In today’s competitive environment, employees cannot be stagnant within their job…cannot do only what has been assigned…if success, fulfillment and growth are realistic expectations. Looking back (instead of ahead), remaining content with the present (rather than building upon the present as a step into the future), and doing what works (as opposed to seeking what might work better) are all signs of terminal stagnation. To grow we should identify and nurture “the possible” rather than accepting and hiding within “the probable” AND avoid a few pitfalls that could limit your potential!
Continually upgrade your skills...refuse to accept “what is” as “what will always be.” What was once necessary to maintain a life-long job is no longer sufficient in today’s ever-changing world. An HR Professional will not survive without updating his or her understanding of current employment legislation. A production worker probably cannot be blind to automation and statistical process control techniques. Employees who “fail to know” typically fail to grow.
Do not confuse efficiency with effectiveness…or worse, keeping busy with being productive. An e-mail may be efficient, but a conversation could more effectively resolve an issue without extended “replies and clarifications.” Effective employees make sure that every investment of time and/or energy has a direct and measurable impact on their organization’s ability to conduct business.
NEVER believe you are irreplaceable. If an employee feels that nobody could EVER do what he or she does, that employee has probably limited what he or she can accomplish. If nobody else can do your job, then you never get time to do anything other than your assigned tasks. Individuals who believe they are “critical” to the Organization within their limited and specialized role do not foster growth, they simply reinforce stagnation and the acceptance of mediocrity.
Don’t fool yourself into thinking that you know all the answers. Employees who know all the questions are perhaps more valuable than those who feel they know all the answers. One can truly contribute to their organization ONLY after identifying the limitations of current systems, policies and procedures, asking questions as to how they might be improved, then moving forward towards more effective solutions.
NEVER forget (or refuse) to give credit to others…particularly when blame is assigned to others should they fail.
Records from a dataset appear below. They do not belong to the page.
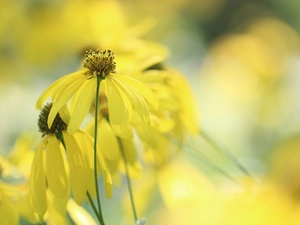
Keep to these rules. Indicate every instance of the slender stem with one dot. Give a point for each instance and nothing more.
(226, 152)
(95, 151)
(93, 205)
(128, 181)
(60, 137)
(200, 156)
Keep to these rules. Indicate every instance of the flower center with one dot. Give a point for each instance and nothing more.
(100, 63)
(57, 126)
(102, 104)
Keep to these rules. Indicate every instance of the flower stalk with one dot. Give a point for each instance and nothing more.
(128, 181)
(99, 213)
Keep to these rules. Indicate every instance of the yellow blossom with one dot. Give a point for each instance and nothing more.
(123, 93)
(51, 163)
Employees who recognize and acknowledge the ideas and actions of those who make things happen – and take the blame if things go wrong – will win loyalty, be recognized as leaders, and become vital contributors to their Organization’s growth.
Take time to plan where you are going, think about how you will get there, and maintain a realistic perspective along the way. We rarely rise to the top without occasionally sinking towards the bottom but will NEVER float upon the surface unless we are willing to enter the water.